We agree with Dr. Nardone that clinicians use patterns of clinical and laboratory variables to solve problems. We have analyzed the manner in which the sequential addition of our identified predictors affected the diagnosis of C. difficile disease (Table 2). Although this information may be useful, the results are not statistically significant. For practical purposes, physicians will suspect C. difficile-associated enteric complications in any patient with otherwise unexplained diarrhea that occurs with exposure to antibiotics. Decisions about use of laboratory testing are optimally dictated by the effect of the test results on management and by the probability of a positive result. Cephalosporins are the major agents implicated in C. difficile-associated diarrhea in recent years [1, 2]. Usage rates indicate that clindamycin is probably the most commonly used agent, but not enough patients in our series were receiving clindamycin to allow us to verify this well-known association.

Fang and colleagues summarize the findings of some of their previously published reports on the sensitivity of tests for C. difficile toxin. The major point of our paper was not that two to three stool specimens are needed for adequate diagnostic sensitivity. Rather, we prospectively evaluated the combination of clinical and laboratory data to establish a better clinical sense of how much testing needs to be done. Our previous studies show that the rate of false-negative test results is not greatly influenced by the selection of reagents that are commercially available for enzyme immunoassays [3]. Most important is the stool dilution used in the assay [4]. We believe that the toxigenic culture test Fang and colleagues propose is unrealistic for routine laboratory use in the United States. The attractive feature of this test is its sensitivity. Its disadvantages are that 1) most clinical laboratories do not offer C. difficile cultures, 2) the anticipated cost would be high [culture plus toxin assay], 3) results would be delayed 3 to 5 days, and 4) most laboratories do not do strain typing. An additional concern is specificity. MacFarland and colleagues [5] showed that about 30% of hospitalized patients have C. difficile in the absence of diarrhea; most of these strains are toxigenic.

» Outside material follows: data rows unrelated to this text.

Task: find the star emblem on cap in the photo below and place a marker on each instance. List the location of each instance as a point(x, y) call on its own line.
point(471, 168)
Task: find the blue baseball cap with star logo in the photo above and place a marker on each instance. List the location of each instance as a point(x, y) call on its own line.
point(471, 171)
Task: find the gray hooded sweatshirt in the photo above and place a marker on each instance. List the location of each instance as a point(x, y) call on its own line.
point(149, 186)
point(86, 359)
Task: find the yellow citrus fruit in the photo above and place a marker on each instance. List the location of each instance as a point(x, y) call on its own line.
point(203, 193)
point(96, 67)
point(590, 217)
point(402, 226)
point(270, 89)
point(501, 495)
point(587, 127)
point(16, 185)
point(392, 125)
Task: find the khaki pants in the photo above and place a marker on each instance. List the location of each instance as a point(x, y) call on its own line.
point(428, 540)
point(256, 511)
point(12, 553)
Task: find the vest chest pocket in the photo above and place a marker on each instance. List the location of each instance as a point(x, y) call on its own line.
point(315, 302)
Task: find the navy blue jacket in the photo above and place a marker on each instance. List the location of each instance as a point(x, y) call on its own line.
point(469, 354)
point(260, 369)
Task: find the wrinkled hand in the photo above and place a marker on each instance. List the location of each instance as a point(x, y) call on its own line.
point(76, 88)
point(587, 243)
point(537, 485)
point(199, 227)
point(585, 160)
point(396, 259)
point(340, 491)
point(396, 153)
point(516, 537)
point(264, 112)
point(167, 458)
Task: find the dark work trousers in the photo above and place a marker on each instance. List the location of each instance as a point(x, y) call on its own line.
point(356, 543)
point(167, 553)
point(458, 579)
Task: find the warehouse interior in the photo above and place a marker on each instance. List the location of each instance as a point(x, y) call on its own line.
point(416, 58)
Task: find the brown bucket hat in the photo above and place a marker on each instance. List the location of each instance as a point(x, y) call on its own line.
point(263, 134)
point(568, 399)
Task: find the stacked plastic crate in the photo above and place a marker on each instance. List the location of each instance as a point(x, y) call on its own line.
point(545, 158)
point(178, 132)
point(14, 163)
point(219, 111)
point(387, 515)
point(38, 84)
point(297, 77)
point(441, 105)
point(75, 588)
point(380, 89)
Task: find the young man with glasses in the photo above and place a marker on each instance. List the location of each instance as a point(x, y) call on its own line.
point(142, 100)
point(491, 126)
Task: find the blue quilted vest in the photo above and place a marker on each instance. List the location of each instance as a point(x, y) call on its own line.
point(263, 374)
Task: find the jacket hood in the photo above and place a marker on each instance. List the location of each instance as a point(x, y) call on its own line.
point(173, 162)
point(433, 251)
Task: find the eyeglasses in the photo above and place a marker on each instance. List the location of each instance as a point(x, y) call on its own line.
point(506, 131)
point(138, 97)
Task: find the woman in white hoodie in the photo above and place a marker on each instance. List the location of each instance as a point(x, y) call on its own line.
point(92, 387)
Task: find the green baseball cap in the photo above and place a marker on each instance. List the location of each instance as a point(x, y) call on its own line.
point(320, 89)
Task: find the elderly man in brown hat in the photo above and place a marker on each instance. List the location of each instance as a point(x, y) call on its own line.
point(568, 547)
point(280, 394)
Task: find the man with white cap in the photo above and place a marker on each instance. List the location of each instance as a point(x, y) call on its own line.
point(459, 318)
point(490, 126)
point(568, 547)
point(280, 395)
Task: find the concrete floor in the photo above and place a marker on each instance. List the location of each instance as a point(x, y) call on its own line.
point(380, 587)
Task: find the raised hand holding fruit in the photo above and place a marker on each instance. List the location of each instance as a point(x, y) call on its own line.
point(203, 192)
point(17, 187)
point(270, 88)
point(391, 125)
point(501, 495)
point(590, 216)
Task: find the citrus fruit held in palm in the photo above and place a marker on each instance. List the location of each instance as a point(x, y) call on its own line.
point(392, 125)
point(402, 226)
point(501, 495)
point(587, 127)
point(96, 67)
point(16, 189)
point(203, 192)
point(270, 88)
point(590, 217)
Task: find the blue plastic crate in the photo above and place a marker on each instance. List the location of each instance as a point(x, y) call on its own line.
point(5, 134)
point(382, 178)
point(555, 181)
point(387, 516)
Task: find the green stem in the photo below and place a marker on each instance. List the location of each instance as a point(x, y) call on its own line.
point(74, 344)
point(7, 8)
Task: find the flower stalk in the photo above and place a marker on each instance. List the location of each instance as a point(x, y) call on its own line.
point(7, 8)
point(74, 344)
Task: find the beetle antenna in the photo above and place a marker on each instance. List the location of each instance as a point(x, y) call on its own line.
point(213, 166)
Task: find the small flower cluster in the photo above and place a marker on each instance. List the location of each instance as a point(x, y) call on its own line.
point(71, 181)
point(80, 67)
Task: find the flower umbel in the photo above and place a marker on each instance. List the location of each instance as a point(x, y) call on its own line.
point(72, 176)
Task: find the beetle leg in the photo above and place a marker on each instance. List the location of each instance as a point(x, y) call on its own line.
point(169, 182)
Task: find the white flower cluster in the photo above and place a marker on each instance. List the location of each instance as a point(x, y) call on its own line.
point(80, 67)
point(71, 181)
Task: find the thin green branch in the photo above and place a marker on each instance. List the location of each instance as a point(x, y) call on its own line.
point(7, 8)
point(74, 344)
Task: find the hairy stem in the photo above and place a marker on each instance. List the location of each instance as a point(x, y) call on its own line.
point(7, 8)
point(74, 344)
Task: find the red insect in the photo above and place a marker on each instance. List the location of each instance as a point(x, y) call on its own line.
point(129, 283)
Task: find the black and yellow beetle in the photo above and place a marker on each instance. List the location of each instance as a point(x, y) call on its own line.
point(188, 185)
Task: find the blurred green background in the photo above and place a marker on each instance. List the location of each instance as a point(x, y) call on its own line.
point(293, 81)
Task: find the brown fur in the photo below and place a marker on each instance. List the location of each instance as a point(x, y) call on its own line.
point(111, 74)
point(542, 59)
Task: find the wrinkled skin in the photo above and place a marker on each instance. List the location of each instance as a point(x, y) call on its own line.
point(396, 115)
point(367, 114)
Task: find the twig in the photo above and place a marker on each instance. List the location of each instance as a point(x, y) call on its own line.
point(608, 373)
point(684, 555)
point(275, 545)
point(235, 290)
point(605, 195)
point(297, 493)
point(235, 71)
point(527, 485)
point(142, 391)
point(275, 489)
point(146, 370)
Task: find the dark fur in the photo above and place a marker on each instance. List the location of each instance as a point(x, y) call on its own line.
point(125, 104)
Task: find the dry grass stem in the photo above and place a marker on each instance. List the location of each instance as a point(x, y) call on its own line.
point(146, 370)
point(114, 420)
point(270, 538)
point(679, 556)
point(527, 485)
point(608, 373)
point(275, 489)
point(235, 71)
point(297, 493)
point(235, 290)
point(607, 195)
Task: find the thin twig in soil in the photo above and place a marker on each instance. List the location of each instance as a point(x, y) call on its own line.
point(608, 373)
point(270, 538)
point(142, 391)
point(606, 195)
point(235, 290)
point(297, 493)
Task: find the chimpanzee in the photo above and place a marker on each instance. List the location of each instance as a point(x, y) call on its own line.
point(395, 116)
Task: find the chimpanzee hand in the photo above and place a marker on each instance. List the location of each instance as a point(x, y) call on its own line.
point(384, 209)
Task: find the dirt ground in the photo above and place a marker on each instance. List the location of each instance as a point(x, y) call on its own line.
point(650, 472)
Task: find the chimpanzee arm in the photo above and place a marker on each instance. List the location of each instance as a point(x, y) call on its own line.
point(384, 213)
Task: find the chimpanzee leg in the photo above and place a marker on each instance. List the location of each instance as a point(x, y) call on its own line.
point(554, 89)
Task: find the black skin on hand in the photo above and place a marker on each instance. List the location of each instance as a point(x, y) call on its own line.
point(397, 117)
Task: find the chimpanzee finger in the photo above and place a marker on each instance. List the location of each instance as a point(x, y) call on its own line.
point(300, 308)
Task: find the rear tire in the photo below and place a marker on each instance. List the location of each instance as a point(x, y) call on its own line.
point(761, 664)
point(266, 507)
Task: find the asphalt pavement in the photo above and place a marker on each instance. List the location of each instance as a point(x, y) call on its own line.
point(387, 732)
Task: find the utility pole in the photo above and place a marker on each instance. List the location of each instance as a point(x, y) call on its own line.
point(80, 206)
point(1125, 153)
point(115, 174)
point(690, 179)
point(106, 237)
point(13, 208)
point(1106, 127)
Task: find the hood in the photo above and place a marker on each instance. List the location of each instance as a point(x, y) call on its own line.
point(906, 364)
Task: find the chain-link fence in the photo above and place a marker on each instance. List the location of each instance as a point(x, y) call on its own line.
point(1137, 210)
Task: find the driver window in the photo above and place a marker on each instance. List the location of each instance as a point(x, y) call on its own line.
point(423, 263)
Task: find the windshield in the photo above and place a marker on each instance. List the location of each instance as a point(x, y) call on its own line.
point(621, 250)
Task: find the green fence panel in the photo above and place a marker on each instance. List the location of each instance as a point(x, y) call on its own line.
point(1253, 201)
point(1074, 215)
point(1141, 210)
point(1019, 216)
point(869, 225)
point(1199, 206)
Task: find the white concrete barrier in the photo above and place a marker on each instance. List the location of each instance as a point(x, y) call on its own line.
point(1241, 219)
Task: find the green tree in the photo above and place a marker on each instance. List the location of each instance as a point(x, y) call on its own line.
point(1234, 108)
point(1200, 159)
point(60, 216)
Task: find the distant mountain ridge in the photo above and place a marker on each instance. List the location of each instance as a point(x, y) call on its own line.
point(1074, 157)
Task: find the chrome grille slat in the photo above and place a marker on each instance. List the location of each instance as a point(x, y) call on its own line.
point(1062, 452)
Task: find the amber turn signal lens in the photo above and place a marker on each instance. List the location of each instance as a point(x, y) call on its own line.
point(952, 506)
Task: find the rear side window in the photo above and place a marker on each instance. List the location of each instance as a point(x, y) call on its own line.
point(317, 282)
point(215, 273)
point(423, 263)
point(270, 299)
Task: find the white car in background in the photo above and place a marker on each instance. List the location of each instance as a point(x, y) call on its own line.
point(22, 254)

We appreciate the remarks of Drs. Minochi and Richards and agree that the C. difficile toxin assay is associated with false-positive results. The literature they cite for this conclusion is our own, but it is limited to studies of patients receiving a few antibiotics. We have even greater concern about specificity with culture because of high carriage rates of C. difficile, as noted above. However, to keep the observations in perspective, it is important to emphasize that almost all enteric bacterial pathogens are associated with relatively high rates of false-positive results on standard tests. This applies to salmonella, shigella, Vibrio cholerae, Campylobacter jejuni, and other organisms. The requirement for the clinician is clinical correlation.

Dr. Holland correctly points out that both lactoferrin assay and Gram stain provide different ways of measuring the presence of fecal leukocytes. We wish to correct the impression that they were additively predictive of C. difficile disease; they were not. We separately analyzed lactoferrin and Gram stain for fecal leukocytes only to validate the utility of lactoferrin as an adjunct in diagnosing C. difficile disease.